The sense of disbelief is compounded by the invocation of site and story-specific smells, heat and motion plus a coterie of fictional characters designed to scare the army fatigues off you (rebels, other stormtroopers) who will, in future, be amplified by the inclusion of the aforementioned responsive AI. For now, “a key learning from Star Wars: Secrets of the Empire was that there’s an important aspect of experiencing fantasy as a group,” says Dobbs Beck. “We had to make sure there were breaks in the narrative to ensure people had time to talk.” Many of the locations were malls, including two
locations in London.
It’s not the only company mainlining the desire for communal digital concepts that, as yet, can’t be achieved at home. LA-based start-up Dreamscape Immersive, which uses technology from Swiss motion-capture company Artanim has created a 10-minute virtual reality mall experience that will enable up to six people to interact in a single virtual environment. It’s backed by Steven Spielberg, film studios Warner Bros and 21st Century Fox,
Corporation and, again,
Digitally Archived Destinations Mainline Emotion
Crafting connections with an emotional resonance is a relatively unexplored area of virtual reality landscaping, where brand experiences so far have largely hinged on practicalities (car customization, accessing hidden angles of products or machinery) or the high-energy fantasies such as Star Wars: Secrets of the Empire that have been its gateway drug. The capacity to re-establish and/or reinvent existing spaces as virtual destinations may change that by playing to the softer and even pathos-laden nuances of nostalgia.
“In the not-so-distant future you’ll be able to capture the real-world using 3D imaging devices and then re-enter it at a later point virtually,” says Leo. “You could therefore recreate these destinations as they were at that point in time, taking someone with you who wasn’t able to be there then. It could be done for anything from a brand building to recreating a soccer stadium and match.” Imagine, for instance, a heritage retailer retrieving its original flagship from a century ago in digital format for new fans to experience. Or consider the emergence of a new retail genre altogether – imagine virtual service providers helping consumers to resurrect the place they got engaged or first met their partner.
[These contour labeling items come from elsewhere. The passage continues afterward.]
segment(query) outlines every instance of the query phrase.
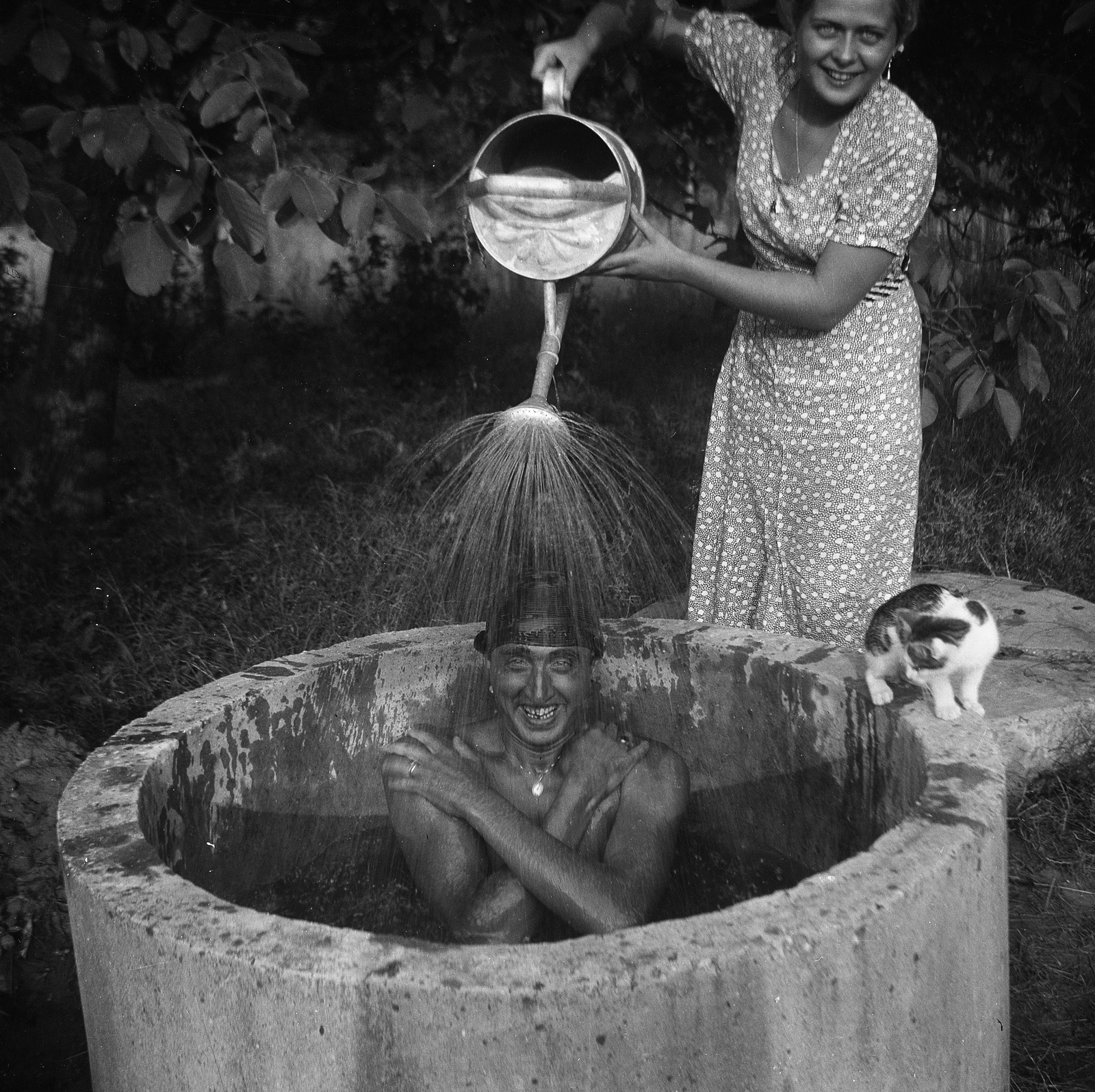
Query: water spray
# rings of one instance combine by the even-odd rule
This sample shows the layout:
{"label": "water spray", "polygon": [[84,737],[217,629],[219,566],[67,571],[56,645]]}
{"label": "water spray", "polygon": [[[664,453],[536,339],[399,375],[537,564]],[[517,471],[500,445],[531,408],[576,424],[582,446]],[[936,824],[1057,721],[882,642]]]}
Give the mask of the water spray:
{"label": "water spray", "polygon": [[411,532],[406,624],[482,620],[530,572],[566,574],[576,616],[630,614],[685,574],[689,531],[614,434],[548,402],[579,274],[630,242],[642,171],[610,129],[563,102],[497,129],[472,165],[469,218],[507,269],[543,283],[544,329],[529,398],[448,429],[404,467],[404,484],[451,468]]}

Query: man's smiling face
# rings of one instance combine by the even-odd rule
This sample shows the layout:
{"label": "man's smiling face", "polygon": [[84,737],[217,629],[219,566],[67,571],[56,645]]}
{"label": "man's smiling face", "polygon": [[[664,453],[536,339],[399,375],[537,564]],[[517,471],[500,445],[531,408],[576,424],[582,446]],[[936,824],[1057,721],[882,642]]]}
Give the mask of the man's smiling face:
{"label": "man's smiling face", "polygon": [[591,664],[590,651],[576,646],[503,644],[494,650],[495,701],[518,740],[540,751],[580,730]]}

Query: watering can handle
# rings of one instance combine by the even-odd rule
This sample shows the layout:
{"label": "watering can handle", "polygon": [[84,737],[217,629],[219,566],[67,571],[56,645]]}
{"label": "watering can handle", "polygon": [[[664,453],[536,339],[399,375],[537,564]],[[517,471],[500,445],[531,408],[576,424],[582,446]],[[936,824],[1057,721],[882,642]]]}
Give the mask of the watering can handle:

It’s entirely unclear what impact the capacity to return, revisit and even relive old experiences will have on our memories and how we piece together our understanding of the world around us, but the door is clearly open to surfacing formerly forgotten spaces. The potential to shuffle and recalibrate them as we go is imbued with significant power. “It will generate the sense of being able to digitally archive memories, respecting and reliving legacy and history in a way that’s very impactful,” says Dobbs Beck. “The nature of these experiences is so deep precisely because of the way we’ll be able to capture specific settings and increasingly layer in more individually responsive, emotive elements.”